Figure 6.

Rutin was a hypoglycemic component of DLE working through IGF1R. RT-qPCR validation of rutin-mediated (A) IGF1R and (B) FOXO1-related genes in HepG2 cells treated with 50 μmol/L rutin for 24 h (n = 3). (C) The inhibitory effects of rutin on the transcriptional activity of the G6PC and PCK1 promoters (n = 3). (D) Dose responsive inhibitory effects of rutin on glucose production. HepG2 cells were treated with indicated concentrations of rutin for 24 h, followed by glucose production analysis. Data were analyzed using linear regression (n = 3). (E) Western blot showing FOXO1, AKT, and GSK3β expression in HepG2 cells treated with rutin for 24 h (n ≥ 3), (F) 30 or 60 min (n = 5), the data were quantified by ImageJ. (G–I) RT-qPCR results of FOXO1 downstream gene PCK1 (n = 4), G6PC (n = 4), and PDK4 (n = 3) in HepG2 cells.

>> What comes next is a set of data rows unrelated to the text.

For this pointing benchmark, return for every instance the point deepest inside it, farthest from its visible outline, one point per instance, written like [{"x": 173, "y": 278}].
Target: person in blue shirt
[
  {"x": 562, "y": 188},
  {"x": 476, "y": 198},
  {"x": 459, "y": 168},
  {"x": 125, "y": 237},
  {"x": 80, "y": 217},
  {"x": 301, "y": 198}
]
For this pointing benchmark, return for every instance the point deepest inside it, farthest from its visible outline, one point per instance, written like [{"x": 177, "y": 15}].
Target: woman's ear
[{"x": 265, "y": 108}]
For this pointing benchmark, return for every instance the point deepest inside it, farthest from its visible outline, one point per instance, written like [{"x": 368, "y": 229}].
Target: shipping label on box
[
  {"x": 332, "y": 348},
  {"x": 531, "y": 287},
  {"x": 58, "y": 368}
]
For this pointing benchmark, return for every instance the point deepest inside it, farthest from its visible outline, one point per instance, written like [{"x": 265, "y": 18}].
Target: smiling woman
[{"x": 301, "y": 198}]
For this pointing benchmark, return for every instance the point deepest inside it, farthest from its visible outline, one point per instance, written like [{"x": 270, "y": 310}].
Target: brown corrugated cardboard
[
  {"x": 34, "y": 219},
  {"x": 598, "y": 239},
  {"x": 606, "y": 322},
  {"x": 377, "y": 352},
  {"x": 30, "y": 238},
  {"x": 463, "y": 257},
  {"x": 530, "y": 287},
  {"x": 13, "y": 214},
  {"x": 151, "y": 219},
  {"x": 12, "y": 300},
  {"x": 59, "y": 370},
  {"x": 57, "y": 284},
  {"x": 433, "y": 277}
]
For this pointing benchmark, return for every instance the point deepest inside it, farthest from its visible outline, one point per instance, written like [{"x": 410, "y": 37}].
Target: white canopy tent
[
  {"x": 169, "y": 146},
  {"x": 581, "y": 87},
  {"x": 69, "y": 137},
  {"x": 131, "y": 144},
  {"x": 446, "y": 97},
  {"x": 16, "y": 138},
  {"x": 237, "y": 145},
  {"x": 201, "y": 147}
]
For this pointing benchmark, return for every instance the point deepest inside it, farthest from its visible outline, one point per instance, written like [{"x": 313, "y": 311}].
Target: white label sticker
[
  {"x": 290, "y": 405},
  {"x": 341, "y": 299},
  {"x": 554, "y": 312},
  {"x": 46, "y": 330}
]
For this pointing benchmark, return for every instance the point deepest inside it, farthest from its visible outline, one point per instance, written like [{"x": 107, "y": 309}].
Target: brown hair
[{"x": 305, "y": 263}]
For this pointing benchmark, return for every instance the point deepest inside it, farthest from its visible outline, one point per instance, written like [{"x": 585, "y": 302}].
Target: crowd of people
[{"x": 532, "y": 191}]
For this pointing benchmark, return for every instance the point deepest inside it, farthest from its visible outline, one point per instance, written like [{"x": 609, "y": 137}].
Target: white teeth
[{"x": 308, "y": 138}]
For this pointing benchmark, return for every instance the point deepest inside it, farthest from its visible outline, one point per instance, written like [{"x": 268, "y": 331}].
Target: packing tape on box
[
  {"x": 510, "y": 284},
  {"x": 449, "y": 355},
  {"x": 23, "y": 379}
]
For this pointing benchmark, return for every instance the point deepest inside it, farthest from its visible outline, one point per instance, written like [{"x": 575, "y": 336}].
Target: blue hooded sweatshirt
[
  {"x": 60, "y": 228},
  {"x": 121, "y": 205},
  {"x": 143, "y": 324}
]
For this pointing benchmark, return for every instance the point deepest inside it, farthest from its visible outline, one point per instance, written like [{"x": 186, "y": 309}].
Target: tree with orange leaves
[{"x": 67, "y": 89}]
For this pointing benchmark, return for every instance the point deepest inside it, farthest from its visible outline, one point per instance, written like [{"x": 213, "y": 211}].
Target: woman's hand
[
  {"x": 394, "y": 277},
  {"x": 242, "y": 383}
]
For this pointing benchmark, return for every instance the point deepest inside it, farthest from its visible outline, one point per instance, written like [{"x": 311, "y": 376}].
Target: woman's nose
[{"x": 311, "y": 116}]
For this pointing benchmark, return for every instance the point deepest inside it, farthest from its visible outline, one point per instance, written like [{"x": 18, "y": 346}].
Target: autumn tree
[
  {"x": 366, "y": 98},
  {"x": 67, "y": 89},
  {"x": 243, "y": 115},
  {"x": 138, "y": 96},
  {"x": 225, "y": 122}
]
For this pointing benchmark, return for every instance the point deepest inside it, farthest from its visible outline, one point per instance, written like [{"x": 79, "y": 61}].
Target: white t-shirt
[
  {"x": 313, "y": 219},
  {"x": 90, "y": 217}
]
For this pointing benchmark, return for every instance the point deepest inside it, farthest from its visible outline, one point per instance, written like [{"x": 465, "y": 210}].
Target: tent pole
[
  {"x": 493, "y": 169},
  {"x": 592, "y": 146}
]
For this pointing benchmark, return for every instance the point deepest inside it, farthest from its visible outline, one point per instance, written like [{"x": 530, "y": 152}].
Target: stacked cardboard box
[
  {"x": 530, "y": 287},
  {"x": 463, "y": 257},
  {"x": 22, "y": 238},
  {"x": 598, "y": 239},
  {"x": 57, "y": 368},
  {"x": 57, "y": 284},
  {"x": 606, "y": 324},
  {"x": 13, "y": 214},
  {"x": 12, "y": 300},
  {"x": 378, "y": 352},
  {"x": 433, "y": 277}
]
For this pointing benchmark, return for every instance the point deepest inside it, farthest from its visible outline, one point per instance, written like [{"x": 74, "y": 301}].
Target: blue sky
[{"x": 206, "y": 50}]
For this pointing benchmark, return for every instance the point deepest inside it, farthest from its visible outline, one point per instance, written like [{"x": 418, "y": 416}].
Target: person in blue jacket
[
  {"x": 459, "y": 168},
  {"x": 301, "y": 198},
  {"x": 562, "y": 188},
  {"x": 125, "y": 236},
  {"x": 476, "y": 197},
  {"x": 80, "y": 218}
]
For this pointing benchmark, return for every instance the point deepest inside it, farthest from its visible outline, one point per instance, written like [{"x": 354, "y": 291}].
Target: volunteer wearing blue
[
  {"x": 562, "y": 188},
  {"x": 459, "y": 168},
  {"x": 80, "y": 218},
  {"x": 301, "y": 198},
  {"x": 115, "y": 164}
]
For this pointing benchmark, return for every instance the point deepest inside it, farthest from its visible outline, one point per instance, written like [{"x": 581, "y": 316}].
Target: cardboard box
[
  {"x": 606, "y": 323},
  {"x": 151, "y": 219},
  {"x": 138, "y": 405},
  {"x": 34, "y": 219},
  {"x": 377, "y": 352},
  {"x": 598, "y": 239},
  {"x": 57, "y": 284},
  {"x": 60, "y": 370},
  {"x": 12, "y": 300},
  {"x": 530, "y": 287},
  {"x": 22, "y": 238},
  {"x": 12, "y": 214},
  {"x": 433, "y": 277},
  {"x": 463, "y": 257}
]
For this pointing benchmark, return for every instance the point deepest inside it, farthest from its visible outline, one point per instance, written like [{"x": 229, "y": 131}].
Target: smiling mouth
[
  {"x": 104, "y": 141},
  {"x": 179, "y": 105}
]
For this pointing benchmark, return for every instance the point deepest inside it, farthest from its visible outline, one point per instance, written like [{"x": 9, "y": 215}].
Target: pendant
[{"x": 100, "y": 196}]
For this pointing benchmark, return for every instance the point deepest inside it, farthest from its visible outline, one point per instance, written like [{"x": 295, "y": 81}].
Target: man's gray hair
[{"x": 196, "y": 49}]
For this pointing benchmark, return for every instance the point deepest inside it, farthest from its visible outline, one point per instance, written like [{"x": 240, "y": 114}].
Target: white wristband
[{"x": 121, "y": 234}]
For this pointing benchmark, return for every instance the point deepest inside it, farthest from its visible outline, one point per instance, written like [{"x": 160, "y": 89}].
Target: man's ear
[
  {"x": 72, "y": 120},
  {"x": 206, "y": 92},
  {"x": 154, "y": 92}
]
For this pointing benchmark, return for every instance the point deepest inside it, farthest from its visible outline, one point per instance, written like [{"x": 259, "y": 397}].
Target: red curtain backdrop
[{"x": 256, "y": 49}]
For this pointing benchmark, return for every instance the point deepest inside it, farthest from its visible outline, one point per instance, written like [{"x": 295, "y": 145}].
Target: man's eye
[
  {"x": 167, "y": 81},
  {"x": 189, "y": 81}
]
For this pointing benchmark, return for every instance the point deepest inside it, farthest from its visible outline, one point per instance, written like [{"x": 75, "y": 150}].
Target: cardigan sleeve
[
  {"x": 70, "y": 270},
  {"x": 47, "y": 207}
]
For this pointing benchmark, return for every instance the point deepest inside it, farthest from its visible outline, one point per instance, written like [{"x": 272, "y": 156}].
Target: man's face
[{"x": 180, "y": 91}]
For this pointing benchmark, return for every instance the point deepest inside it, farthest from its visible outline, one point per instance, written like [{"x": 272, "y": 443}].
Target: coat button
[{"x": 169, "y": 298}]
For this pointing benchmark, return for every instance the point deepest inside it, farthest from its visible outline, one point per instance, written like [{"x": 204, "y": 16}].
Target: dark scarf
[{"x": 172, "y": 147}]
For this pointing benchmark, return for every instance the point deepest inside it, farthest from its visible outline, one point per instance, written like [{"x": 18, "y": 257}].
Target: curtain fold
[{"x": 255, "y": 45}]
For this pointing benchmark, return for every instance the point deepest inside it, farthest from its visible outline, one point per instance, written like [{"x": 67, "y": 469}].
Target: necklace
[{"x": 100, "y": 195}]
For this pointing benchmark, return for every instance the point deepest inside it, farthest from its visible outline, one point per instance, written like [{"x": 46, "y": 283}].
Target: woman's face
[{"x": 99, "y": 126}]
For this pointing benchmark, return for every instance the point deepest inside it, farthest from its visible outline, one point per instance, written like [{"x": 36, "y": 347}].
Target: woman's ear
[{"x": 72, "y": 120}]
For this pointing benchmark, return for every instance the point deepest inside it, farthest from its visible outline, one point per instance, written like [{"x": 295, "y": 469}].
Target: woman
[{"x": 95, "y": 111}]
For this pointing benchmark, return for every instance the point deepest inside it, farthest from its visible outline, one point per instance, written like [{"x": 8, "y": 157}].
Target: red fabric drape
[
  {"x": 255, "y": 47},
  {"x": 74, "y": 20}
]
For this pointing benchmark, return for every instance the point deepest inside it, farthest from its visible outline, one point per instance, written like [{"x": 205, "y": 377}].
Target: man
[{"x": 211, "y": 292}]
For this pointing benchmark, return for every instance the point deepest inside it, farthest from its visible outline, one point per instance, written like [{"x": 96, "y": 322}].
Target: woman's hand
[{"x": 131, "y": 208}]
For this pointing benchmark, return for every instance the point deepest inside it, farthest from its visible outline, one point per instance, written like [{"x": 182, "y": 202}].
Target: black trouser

Cells were treated by DLE or rutin with or without IGF1R inhibitor GSK1904529A for 24 h, respectively. All the data are shown as the mean ± SD. Statistical analyses were conducted using paired Student's t-tests. ∗P < 0.05, ∗∗P < 0.01 vs. the DMSO group, ns means not significant. PCK1, phosphoenolpyruvate carboxykinase 1; PDK4, pyruvate dehydrogenase lipoamide kinase isozyme 4; G6PC, glucose-6-phosphatase.